Despite the beneficial effects of type 4 dipeptidyl peptidase (DPP-4) inhibitors on glucose levels, its effects on diabetic nephropathy remain unclear.
This study examined the long-term renoprotective effects of DPP-4 inhibitor linagliptin in db/db mice, a model of type 2 diabetes. Results were compared with the known beneficial effects of renin-angiotensin system blockade by enalapril. Ten-week-old male diabetic db/db mice were treated for 3 months with either vehicle (n = 10), 3 mg linagliptin/kg per day (n = 8), or 20 mg enalapril/kg per day (n = 10). Heterozygous db/m mice treated with vehicle served as healthy controls (n = 8).
Neither linagliptin nor enalapril had significant effects on the parameters of glucose metabolism or blood pressure in diabetic db/db mice. However, linagliptin treatment reduced albuminuria and attenuated kidney injury. In addition, expression of podocyte marker podocalyxin was normalized. We also analysed DPP-4 expression by immunofluorescence in human kidney biopsies and detected upregulation of DPP-4 in the glomeruli of patients with diabetic nephropathy, suggesting that our findings might be of relevance for human kidney disease as well.

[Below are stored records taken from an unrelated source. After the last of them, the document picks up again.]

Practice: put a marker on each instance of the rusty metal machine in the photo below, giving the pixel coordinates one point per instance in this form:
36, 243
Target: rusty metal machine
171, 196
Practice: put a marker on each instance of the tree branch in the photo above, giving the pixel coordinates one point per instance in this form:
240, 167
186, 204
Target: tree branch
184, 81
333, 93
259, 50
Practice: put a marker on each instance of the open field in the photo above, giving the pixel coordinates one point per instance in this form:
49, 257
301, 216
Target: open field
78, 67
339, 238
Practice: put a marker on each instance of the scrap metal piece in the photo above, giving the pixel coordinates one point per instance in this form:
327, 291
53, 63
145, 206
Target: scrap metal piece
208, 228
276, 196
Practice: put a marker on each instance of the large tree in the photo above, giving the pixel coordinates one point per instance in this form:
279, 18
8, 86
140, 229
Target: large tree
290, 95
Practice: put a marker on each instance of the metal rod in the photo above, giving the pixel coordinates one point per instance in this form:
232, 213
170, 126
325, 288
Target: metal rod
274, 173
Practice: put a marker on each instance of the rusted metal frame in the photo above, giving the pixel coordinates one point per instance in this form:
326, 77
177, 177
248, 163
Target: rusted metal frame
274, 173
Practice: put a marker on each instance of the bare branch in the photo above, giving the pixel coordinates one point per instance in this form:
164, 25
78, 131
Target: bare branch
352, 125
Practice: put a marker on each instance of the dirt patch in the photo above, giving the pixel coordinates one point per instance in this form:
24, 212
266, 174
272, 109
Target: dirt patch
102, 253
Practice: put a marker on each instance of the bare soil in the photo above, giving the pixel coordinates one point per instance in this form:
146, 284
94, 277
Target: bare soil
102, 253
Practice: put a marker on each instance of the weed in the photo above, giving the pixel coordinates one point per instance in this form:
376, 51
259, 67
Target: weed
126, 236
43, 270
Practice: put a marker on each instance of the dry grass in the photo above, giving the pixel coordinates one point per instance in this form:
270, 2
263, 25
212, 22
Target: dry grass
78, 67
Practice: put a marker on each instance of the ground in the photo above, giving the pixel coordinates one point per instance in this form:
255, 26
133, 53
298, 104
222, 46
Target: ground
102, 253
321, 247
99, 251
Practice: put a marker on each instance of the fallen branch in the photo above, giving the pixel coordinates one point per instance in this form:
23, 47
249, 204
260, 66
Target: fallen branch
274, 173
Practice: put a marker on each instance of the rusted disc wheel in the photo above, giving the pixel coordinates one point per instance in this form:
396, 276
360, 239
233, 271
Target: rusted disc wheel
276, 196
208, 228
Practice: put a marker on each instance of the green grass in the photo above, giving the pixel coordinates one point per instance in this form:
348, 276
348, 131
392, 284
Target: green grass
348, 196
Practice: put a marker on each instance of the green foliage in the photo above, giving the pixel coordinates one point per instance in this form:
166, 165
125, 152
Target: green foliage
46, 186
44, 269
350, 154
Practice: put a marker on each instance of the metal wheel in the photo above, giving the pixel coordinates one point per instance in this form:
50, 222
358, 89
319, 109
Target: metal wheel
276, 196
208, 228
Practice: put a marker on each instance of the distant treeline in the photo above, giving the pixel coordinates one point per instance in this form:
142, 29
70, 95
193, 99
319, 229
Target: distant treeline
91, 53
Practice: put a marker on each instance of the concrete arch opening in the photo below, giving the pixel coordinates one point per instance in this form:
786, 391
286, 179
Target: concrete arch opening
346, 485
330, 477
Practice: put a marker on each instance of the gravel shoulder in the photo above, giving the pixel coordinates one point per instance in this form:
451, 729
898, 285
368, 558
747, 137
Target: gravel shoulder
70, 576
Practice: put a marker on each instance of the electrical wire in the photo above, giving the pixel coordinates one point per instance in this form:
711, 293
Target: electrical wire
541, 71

Treatment with DPP-4 inhibitor linagliptin delays the progression of diabetic nephropathy damage in a glucose-independent and blood-pressure-independent manner. The observed effects may be because of the attenuation of podocyte injury and inhibition of myofibroblast transformation.
尽管4型二肽基肽酶(DPP-4)抑制剂对血糖水平有有益作用,但其对糖尿病肾病的影响仍不清楚。
本研究检测了DPP-4抑制剂利那格列汀对2型糖尿病模型db/db小鼠的长期肾脏保护作用。将结果与依那普利阻断肾素-血管紧张素系统的已知有益作用进行比较。10周龄雄性糖尿病db/db小鼠分别用溶剂(n = 10)、3 mg利那格列汀/千克/天(n = 8)或20 mg依那普利/千克/天(n = 10)治疗3个月。用溶剂处理的杂合子db/m小鼠作为健康对照(n = 8)。
利那格列汀和依那普利对糖尿病db/db小鼠的糖代谢参数或血压均无显著影响。然而,利那格列汀治疗可降低蛋白尿并减轻肾脏损伤。此外,足细胞标志物足突细胞粘附分子的表达恢复正常。我们还通过免疫荧光分析了人肾活检组织中DPP-4的表达,检测到糖尿病肾病患者肾小球中DPP-4上调,这表明我们的发现可能也与人类肾脏疾病相关。
DPP-4抑制剂利那格列汀治疗以不依赖血糖和不依赖血压的方式延缓糖尿病肾病损伤的进展。观察到的效果可能是由于足细胞损伤的减轻和肌成纤维细胞转化的抑制。